Definition: A meal bundle served on top of layered banana leaves with everything on it – rice, assorted “Ulam” (or dishes), desserts and fruit – shared by a family or close circle.

No spoons and or forks are used. Everybody eats with their hands.

This became a tradition in the Philippine Military, which allowed it to spread throughout the archipelago. It symbolizes unity and camaraderie among troops.

But it’s true beginnings came from the countryside or rural areas in the Philippines a long time ago. This is the meal that farmers share with their families and friends after hard work and cooperation – “Bayanihan” – in their agricultural production. “Bayanihan” is the traditional practice of community production, typically in agriculture.

They usually have this meal after a day in the fields, under the shade of trees by the farm lots and resourcefully utilize what is available – such as banana leaves for a large plate where they put all the food for everyone to share, carved wooden spatulas for serving spoons and their bare hands for eating.

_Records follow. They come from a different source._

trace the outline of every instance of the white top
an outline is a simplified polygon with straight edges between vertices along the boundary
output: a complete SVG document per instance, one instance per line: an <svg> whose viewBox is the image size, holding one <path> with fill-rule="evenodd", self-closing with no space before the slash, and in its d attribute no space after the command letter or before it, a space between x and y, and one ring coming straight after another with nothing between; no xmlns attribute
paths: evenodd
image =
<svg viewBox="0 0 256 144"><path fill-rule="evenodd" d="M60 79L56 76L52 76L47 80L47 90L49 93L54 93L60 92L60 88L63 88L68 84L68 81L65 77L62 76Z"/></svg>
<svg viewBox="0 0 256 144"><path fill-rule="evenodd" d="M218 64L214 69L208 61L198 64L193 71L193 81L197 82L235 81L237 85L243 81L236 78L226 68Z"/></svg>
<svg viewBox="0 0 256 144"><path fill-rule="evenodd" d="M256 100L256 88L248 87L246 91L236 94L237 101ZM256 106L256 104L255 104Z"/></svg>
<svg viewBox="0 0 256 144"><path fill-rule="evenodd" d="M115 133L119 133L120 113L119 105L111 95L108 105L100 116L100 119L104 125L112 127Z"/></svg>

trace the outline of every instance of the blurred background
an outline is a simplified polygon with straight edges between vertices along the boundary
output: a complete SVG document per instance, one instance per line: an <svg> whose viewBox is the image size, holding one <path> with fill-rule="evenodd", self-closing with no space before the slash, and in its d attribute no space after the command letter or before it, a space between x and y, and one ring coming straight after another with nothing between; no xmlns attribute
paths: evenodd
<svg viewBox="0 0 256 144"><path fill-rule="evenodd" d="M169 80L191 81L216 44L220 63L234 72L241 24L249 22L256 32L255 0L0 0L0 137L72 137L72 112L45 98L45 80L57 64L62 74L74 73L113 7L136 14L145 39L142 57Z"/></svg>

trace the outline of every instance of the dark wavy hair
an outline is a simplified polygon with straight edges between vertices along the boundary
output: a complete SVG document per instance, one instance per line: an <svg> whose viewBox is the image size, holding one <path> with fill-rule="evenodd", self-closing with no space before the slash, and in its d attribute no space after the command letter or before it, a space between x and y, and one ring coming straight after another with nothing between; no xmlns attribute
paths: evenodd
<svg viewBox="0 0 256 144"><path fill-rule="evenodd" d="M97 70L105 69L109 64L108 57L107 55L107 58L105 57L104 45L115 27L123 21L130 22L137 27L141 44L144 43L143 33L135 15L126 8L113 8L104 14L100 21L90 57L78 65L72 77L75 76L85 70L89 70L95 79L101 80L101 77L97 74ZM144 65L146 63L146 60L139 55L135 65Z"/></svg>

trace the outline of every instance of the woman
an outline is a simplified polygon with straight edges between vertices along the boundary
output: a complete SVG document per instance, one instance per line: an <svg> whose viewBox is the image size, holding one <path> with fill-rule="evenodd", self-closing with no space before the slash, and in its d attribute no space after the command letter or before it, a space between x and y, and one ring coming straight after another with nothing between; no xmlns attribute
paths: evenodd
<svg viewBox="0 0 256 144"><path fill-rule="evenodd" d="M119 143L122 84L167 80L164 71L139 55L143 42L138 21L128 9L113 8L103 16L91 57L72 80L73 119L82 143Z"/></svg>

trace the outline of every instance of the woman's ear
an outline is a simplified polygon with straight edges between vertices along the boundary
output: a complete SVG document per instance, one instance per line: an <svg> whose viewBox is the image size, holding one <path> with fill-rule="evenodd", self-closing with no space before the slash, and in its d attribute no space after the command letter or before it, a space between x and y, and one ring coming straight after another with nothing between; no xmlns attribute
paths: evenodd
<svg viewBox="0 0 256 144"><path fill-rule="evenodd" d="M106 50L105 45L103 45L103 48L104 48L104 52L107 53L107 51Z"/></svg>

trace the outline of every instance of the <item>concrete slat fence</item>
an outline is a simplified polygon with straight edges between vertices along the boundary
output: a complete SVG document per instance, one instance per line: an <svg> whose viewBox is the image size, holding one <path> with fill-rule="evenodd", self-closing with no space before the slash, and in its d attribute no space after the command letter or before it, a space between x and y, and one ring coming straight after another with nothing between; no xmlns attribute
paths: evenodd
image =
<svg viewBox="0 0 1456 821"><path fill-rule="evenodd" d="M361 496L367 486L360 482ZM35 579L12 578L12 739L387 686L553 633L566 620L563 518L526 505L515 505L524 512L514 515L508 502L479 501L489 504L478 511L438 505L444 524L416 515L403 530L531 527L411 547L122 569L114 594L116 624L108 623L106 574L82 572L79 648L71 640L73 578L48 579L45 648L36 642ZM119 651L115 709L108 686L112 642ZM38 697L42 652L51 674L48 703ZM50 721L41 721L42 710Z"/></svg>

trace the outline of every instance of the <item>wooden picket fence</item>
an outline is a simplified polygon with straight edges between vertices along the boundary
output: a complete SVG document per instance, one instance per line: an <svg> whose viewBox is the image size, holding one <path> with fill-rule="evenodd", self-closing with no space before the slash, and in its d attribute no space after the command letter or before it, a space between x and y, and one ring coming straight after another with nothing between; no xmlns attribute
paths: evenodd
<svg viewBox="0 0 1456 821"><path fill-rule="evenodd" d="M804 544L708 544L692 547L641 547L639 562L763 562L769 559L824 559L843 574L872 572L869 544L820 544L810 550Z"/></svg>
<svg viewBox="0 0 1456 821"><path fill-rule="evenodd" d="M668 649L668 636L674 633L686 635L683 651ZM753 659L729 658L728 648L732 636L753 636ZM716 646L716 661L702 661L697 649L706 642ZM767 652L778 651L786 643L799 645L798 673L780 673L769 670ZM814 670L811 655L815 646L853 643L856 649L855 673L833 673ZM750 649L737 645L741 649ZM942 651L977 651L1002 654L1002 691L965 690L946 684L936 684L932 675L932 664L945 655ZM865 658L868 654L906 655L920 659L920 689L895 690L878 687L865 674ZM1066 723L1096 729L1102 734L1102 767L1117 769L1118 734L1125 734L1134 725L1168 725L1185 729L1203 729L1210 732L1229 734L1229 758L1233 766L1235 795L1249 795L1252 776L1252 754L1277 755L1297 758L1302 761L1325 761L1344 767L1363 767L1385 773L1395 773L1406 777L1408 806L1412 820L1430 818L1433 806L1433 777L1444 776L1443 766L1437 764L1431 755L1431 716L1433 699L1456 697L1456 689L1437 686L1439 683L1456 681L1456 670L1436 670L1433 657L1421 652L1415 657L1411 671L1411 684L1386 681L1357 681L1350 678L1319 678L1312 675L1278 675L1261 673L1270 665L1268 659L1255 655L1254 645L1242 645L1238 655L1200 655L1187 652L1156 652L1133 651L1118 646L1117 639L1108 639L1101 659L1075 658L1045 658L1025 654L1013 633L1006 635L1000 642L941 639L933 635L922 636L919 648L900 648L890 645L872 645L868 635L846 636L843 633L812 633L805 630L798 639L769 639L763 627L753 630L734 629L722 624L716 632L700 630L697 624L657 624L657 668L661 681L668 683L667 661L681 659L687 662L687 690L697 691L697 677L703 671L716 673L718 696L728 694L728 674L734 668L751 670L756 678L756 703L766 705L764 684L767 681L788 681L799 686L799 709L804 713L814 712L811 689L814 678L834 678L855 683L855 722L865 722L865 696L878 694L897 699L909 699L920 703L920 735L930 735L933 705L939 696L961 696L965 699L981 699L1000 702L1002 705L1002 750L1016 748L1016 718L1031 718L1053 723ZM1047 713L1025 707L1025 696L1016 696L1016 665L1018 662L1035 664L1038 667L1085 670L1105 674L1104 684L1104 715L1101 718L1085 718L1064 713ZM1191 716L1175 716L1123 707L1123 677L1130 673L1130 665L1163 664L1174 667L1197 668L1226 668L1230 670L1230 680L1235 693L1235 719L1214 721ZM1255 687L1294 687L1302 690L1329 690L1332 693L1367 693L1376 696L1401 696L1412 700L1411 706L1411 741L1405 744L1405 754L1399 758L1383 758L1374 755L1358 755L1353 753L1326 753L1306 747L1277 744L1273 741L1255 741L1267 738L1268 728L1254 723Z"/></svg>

To sum it all up, the boodle fight symbolizes more than just unity and camaraderie. It’s a symbol of the Filipinos’ unity and diligence in production as in Bayanihan; generosity in a shared “banquet” so that everyone can have their fill; and resourcefulness to maximize all available resources to achieve their goal. These are the core values that guide our OpsTales family in achieving our goals, and why we shared a Boodle Fight to celebrate our Christmas as a family.